I advise taking a whole-system look at yourself, with the intention of fulfilling your real needs in life:
- other positive elements on the list above
When you build a self that is life-enhancing rather than self-defeating, all kinds of problems decrease and vanish.
How to Add Positivity into Your Life
So, to go back to the image of a train circling the track, picking up and letting off passengers, you can start today by adding a little positive input and letting go of a little negative input. Your motivation must be positive on both sides. Whatever you choose to add or subtract, the choice must feel good. Willpower, self-discipline, being down on yourself, guilt-tripping, and denial don't feel good, which is why the best laid plans of dieters always go astray. They are trying to force a change when the change doesn't feel good. The inevitable result is a return to old, comforting habits, even when those habits have very little positivity left in them.
- Copy the list of positive inputs and put it up in a prominent place.
- Buy a weekly calendar with big spaces to write in.
- When you begin your day, consult the list and write on the calendar three specific things you intend to do that will add fulfillment to your day.
- At the end of the day, check off the ones you accomplished.
Positive input is easy to create. For example, under "Play" you can play a game with a child or a friend or by yourself, whatever brings you pleasure. Or under "contact with friends and family" there are endless choices, beginning with a friendly phone call.

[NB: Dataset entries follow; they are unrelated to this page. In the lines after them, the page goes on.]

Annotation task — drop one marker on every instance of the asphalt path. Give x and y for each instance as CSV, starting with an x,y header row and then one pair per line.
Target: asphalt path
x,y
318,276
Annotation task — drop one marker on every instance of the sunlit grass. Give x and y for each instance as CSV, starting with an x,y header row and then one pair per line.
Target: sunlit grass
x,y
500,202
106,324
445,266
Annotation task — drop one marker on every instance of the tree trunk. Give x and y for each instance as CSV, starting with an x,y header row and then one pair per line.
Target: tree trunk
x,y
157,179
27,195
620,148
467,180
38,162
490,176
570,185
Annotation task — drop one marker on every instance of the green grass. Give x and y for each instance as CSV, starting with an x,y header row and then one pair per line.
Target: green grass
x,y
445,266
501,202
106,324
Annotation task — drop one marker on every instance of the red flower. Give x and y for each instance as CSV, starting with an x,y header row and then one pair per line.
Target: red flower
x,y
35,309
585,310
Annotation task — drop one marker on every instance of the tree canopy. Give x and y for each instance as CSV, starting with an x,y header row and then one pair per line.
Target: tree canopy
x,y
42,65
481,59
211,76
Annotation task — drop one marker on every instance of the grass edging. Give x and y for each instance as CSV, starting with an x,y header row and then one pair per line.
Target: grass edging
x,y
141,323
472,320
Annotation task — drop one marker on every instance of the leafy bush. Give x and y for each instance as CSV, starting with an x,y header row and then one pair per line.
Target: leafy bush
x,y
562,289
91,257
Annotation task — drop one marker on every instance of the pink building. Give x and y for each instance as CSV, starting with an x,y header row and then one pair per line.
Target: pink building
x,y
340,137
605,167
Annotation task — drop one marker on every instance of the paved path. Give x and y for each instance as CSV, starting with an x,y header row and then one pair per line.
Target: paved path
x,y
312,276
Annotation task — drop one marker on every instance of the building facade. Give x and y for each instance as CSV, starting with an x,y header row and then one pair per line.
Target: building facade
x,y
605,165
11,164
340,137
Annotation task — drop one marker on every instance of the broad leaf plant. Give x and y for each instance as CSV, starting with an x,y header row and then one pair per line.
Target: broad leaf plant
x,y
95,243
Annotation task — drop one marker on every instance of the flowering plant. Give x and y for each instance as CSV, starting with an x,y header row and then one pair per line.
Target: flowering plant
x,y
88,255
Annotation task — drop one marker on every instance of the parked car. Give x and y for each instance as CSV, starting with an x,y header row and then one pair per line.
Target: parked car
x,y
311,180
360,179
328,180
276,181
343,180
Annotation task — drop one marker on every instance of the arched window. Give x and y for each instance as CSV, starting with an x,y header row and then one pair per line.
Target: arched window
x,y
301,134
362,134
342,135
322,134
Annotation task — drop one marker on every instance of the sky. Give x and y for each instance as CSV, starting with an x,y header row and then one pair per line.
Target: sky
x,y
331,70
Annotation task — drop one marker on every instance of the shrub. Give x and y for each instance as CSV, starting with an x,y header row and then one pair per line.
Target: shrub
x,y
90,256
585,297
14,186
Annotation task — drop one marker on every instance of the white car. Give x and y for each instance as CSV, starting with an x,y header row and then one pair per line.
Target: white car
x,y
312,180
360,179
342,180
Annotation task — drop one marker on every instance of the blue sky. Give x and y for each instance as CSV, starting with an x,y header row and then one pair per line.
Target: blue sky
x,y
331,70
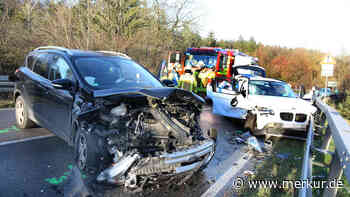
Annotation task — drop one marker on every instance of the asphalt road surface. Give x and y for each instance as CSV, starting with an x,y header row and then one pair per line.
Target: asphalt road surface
x,y
35,163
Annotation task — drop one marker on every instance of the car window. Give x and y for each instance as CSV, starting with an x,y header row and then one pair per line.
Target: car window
x,y
59,69
41,65
270,88
114,72
30,61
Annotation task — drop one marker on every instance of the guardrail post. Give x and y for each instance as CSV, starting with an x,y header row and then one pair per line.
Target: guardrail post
x,y
335,173
327,139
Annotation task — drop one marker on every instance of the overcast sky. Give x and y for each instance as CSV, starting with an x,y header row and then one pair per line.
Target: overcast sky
x,y
314,24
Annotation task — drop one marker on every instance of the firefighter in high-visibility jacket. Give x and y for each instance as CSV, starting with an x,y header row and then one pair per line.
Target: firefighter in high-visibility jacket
x,y
187,81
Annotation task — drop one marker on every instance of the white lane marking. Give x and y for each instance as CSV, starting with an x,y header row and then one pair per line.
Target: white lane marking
x,y
229,174
26,139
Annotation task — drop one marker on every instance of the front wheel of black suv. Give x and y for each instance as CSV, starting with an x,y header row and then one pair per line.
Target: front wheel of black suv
x,y
22,119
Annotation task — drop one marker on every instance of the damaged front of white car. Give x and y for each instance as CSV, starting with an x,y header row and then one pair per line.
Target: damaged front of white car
x,y
266,105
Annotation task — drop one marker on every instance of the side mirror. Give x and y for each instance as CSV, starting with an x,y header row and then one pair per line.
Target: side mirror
x,y
13,78
64,84
168,83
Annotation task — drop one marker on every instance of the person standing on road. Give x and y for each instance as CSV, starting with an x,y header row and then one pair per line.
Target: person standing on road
x,y
187,81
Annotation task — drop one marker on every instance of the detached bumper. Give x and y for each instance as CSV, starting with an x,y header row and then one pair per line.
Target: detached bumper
x,y
186,160
268,122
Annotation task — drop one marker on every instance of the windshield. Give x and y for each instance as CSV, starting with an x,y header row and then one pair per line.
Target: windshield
x,y
114,72
270,88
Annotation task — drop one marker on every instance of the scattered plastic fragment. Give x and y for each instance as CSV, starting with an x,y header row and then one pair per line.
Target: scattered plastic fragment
x,y
239,140
248,173
245,135
253,142
283,155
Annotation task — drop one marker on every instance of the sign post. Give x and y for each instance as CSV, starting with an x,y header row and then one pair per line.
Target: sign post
x,y
327,69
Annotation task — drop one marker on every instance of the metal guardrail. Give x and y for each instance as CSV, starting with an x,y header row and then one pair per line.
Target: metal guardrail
x,y
5,84
338,130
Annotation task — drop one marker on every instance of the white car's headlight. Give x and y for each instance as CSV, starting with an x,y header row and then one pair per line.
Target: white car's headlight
x,y
265,110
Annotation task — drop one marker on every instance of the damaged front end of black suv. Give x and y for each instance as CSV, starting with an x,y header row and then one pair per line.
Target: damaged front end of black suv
x,y
143,136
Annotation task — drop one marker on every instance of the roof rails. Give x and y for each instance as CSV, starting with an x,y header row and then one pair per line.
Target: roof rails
x,y
115,53
54,47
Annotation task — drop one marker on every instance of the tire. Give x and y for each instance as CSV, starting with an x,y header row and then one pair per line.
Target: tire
x,y
22,119
86,152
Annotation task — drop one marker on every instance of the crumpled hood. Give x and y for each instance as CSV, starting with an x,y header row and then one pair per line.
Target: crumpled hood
x,y
165,94
282,103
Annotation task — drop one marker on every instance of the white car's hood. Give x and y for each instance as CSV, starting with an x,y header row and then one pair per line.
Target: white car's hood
x,y
282,103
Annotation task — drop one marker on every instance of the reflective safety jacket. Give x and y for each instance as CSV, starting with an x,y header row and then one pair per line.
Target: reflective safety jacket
x,y
187,82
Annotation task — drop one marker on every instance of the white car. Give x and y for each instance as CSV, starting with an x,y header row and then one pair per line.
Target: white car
x,y
264,103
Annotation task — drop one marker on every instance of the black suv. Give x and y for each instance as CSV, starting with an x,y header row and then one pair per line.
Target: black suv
x,y
125,126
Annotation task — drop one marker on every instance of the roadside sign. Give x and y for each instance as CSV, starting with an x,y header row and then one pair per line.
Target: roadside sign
x,y
332,84
327,70
327,66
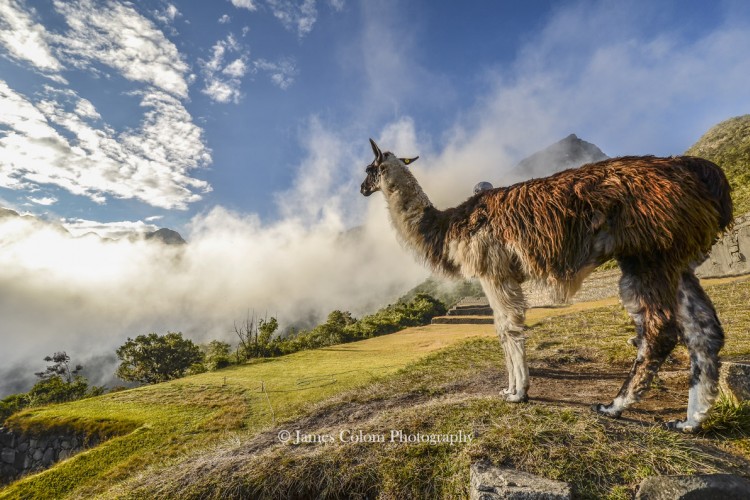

The point is to choose something and follow through. Don't give a thought to changing your dietary habits unless you feel good about the change, such as having frozen yogurt instead of ice cream or sharing one dessert instead of ordering two. Even fast-food chains now have healthier choices. When you become creative and at the same time maintain your positive input program, you are taking a whole-system approach to coping with life, and that's always beneficial.